Transition from Enterprise to Consumer

For years, the conversation around AIs and their governance (rules) centered on enterprise-level concerns; how to protect a company's secrets and/or prevent security breaches as a result of large-scale automation. 

Today, the concern over AIs and their governance is shifting as AIs are entering the consumer marketplace (iPhones/Android devices), which means the path to governance for AIs must provide a user-friendly experience. If security measures required of the user become too cumbersome, then the user will likely disable the measures. If controls are too lenient, then a user will be scammed out of their money. Apple and Qualcomm are working together to ensure that all AIs provide clear, fast, and easy-to-use security measures.

Boundaries in Autonomous Systems: The Future

Boundaries in Autonomous Systems: The Future

As AI systems become more capable of completing tasks independently (automated), the need for independent operation to complete these tasks also grows. A simple programming mistake in a computer's natural language processing (NLP) enabled chatbot to make a silly mistake when writing a poem. Conversely, if there were an error made in AI, a virtual assistant would create a costly mistake in making a flight reservation.

We are now in a time of transition towards controlled environments instead of full automation ("full AI independence"). We are transitioning from the idea of the telephone as something you live your life through (full AI independence), to a concept that combines the human (manager/pilot) and the computer (assistant/worker).
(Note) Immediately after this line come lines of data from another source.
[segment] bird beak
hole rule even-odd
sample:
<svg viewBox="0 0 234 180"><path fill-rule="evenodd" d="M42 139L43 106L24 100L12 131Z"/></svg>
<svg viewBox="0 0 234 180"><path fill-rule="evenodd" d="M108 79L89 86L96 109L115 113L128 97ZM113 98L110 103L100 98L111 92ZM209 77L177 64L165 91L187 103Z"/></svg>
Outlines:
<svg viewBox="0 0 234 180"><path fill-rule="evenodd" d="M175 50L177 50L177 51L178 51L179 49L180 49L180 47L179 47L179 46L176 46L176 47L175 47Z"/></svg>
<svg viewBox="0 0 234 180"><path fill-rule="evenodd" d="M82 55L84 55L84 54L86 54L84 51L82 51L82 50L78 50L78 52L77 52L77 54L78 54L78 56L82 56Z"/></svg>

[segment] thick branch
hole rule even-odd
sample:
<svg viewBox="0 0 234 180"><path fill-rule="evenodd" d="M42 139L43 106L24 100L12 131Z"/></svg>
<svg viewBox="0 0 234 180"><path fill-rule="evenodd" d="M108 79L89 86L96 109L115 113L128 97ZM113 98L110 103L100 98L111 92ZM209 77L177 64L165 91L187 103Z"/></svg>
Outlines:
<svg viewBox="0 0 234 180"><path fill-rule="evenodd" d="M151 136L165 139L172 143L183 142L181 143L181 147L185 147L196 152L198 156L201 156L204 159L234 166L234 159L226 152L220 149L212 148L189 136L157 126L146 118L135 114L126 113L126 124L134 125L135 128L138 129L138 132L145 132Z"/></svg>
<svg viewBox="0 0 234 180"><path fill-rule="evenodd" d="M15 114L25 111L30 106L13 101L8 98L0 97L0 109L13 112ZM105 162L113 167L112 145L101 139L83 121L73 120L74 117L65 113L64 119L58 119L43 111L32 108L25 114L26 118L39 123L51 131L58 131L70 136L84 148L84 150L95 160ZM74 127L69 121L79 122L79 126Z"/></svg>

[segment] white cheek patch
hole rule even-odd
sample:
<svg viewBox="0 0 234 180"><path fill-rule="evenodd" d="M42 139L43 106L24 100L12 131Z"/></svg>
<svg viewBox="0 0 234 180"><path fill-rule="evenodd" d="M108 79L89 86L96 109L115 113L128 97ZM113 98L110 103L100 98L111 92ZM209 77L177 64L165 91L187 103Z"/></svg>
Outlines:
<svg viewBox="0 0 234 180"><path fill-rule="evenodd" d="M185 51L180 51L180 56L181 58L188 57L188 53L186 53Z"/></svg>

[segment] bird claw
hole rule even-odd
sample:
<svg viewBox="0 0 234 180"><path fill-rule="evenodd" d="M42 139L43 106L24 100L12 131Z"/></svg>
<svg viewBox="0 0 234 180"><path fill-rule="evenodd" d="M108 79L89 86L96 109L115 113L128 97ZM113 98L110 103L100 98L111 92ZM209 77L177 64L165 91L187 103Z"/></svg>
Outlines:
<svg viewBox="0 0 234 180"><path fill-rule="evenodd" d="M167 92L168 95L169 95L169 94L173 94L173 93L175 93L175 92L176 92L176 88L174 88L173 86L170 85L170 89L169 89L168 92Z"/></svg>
As an example, the AI will work tirelessly, but the human will provide the permission to execute the task(s) by saying the final “okay” before moving forward.

For those who are very technical, the transition to an Assistant/Manager (AI and human partnership) may seem a limitation on their desire for total automation; however, we believe this is the best way to proceed. This method also helps ensure that we continue to have driving control (authority) over our devices, regardless of the extent in which our devices become intelligent.

Next time you hear about some new feature of an AI-like technology that is being added or enhanced for your smartphone or computer, remember to not only consider what the function or task could actually do, but also consider what is possible to accomplish without your consent or authority. The limitations or boundaries of these functions/tasks are not defects; they are one of the key components of the overall system. These limitations will allow us to continue to trust the use of AI technology in our pockets every day.